El Salvador unveils Bitcoin City plans in the middle of the market crash

It is still unclear, how the infrastructure will be funded.
Ameya Paleja
Artist's depiction of the Bitcoin CityNayib Bukele/ Twitter

Nayib Bukele, the El Salvadorian President, is still bullish on the Bitcoin, even as the crypto coin's value continues to tumble. He recently took to Twitter to unveil his plans for Bitcoin City, a city with almost no taxes. 

Cryptocurrencies are going through a rough phase with their values crashing. Bitcoin, the most popular of them all, has seen its valuation against the U.S. dollar slump by over 50 percent just six months ago. With experts warning that the coin could drop further, one would be wary about buying it. But not Nayib Bukele.

Bullish about the Bitcoin

While billions are being lost in crypto trades every day, President Bukele is picking up more Bitcoin from the market. 

 

While that could still be a justifiable step, he also tweeted out pictures of the architect's vision of Bitcoin City, gleaming with gold. 

In November last year, Bitcoin was scaling its all-time highs that Bukele had first revealed plans for this city.
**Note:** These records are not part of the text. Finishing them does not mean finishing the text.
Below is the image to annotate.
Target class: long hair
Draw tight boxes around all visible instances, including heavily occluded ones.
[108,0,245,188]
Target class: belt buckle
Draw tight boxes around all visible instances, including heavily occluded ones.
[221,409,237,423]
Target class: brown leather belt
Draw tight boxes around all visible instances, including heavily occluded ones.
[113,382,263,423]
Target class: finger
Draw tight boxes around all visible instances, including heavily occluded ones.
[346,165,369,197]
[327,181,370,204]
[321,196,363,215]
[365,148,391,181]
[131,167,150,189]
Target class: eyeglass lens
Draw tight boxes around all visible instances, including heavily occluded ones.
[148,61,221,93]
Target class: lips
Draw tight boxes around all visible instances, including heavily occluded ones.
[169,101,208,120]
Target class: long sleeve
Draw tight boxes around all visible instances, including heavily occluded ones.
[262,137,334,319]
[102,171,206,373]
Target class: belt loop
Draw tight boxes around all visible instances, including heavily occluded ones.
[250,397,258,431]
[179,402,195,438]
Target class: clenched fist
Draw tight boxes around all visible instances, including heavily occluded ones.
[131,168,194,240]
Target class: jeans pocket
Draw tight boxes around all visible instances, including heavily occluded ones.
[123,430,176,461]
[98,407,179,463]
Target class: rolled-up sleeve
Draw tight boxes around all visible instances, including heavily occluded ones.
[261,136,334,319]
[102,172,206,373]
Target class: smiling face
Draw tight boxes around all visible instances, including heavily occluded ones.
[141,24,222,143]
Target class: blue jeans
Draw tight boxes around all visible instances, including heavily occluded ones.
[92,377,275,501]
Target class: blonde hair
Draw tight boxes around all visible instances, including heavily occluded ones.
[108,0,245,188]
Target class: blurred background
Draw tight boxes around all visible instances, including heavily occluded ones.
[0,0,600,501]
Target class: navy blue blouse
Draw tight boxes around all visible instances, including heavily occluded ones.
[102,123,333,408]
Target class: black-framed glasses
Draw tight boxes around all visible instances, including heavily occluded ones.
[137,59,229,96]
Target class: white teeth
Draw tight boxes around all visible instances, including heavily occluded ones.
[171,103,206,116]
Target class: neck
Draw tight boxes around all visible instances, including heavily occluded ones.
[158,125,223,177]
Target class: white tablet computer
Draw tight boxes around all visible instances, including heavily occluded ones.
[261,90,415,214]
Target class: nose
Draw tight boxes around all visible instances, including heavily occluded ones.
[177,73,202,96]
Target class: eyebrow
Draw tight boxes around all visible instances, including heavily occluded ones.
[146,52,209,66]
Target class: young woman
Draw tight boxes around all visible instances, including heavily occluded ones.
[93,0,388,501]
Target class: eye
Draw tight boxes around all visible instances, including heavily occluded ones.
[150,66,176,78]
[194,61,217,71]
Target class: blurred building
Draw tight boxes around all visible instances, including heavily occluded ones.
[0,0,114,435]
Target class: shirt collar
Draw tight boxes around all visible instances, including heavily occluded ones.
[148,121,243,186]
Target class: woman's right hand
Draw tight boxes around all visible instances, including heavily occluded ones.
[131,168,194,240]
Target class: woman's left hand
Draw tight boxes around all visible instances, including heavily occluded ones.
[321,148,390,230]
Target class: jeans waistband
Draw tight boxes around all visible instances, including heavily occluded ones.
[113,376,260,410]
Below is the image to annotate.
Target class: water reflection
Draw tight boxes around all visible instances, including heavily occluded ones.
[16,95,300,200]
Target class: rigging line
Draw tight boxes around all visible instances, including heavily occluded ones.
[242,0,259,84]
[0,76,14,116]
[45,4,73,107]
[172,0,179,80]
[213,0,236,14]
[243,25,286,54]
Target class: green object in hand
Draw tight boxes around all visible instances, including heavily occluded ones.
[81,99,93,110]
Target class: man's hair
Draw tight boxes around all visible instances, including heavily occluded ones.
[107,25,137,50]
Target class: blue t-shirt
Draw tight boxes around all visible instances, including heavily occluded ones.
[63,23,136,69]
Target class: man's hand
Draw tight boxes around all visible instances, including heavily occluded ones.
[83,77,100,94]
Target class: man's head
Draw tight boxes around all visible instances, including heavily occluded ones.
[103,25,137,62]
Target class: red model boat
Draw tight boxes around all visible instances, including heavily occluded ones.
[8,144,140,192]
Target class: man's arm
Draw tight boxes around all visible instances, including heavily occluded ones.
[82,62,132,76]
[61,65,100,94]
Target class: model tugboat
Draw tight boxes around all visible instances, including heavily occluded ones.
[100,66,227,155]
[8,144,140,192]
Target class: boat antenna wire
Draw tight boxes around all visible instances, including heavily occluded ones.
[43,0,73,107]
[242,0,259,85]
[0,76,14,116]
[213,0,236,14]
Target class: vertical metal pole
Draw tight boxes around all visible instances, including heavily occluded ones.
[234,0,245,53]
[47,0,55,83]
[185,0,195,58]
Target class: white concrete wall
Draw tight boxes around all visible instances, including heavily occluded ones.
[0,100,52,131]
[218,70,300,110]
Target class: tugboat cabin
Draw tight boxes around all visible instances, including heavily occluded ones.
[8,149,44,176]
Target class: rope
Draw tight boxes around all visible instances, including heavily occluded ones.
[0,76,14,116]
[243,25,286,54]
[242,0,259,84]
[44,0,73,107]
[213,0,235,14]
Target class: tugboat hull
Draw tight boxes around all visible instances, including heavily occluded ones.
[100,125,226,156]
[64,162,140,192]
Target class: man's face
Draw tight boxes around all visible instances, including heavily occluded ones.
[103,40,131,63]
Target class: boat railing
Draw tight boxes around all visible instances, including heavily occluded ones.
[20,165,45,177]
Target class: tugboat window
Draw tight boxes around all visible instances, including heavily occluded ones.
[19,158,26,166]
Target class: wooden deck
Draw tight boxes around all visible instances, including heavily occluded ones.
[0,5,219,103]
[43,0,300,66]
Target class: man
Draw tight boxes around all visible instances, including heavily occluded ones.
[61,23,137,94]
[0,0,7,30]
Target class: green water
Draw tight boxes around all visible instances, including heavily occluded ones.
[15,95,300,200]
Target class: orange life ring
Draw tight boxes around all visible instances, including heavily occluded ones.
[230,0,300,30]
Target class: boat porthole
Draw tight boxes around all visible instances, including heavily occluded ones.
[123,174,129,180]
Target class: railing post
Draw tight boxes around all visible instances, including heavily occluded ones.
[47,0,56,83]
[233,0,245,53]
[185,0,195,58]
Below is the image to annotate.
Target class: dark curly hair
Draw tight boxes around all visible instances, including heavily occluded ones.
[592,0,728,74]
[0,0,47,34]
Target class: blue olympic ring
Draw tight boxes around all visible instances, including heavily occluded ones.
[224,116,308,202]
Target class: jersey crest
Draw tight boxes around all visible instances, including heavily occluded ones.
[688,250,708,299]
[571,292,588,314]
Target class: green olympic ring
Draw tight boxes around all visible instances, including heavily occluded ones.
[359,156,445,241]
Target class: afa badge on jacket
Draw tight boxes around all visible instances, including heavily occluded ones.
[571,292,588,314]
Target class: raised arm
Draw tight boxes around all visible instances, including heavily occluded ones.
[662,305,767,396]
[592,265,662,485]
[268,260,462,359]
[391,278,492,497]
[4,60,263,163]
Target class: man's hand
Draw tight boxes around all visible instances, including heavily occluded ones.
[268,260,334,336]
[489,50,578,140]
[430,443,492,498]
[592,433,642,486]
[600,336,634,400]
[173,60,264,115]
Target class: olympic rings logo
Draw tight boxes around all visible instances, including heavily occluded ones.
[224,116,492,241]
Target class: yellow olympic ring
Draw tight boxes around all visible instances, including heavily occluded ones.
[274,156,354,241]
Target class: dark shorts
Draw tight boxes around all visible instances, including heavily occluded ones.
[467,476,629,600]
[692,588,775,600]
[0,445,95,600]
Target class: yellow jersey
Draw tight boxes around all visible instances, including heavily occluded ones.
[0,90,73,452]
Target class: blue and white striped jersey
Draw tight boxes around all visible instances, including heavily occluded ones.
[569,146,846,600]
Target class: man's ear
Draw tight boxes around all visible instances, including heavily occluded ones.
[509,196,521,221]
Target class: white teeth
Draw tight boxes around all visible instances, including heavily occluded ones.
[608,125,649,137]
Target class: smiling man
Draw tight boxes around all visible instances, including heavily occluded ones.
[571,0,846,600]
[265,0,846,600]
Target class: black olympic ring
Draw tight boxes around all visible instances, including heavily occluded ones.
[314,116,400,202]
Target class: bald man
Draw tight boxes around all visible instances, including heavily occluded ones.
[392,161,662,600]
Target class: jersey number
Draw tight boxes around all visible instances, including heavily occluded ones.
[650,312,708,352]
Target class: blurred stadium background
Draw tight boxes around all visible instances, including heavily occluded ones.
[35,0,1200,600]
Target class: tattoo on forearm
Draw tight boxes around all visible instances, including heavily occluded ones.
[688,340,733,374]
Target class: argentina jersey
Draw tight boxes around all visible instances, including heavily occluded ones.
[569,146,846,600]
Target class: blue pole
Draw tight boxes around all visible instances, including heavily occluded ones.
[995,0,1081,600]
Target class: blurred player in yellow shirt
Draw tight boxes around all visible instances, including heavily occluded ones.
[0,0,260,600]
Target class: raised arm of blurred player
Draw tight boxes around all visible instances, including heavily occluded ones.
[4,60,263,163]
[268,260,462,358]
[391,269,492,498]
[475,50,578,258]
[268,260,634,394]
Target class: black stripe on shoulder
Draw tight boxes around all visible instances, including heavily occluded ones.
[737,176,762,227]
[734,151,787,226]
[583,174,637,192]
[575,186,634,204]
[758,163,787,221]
The city will be powered by harvesting energy from a volcano and have only a value-added tax to run the municipal amenities and pay back the money raised to construct it. 

Bitcoin city bonds

Scheduled for purchase in early 2022, the bonds still haven't been issued yet.  While these bonds were supposed to be issued by the El Salvador government, they will now be issued by LaGeo, the geothermal power company, since the national government has struggled to repay its debt, Vice reported.

Experts warn that LaGeo is unlikely to be able to repay those bonds but is likely to be still allowed to issue them since their failure will not reflect on the national government. While the finance minister has claimed high investor interest in these bonds,  Business Insider reported that the bond had failed to lure a single investor. 

When it launched the Bitcoin as legal tender last year, the El Salvador government also launched a digital wallet that could be used for transactions by the people. Vice reported that only 2 percent of remittances were happening on this wallet, and over 70 percent of the population had "little or no trust" in the Bitcoin. 

With little public and investor interest and the hanging sword of default on conventional debt, it remains to be seen how Bukele will fund the construction of his Bitcoin city.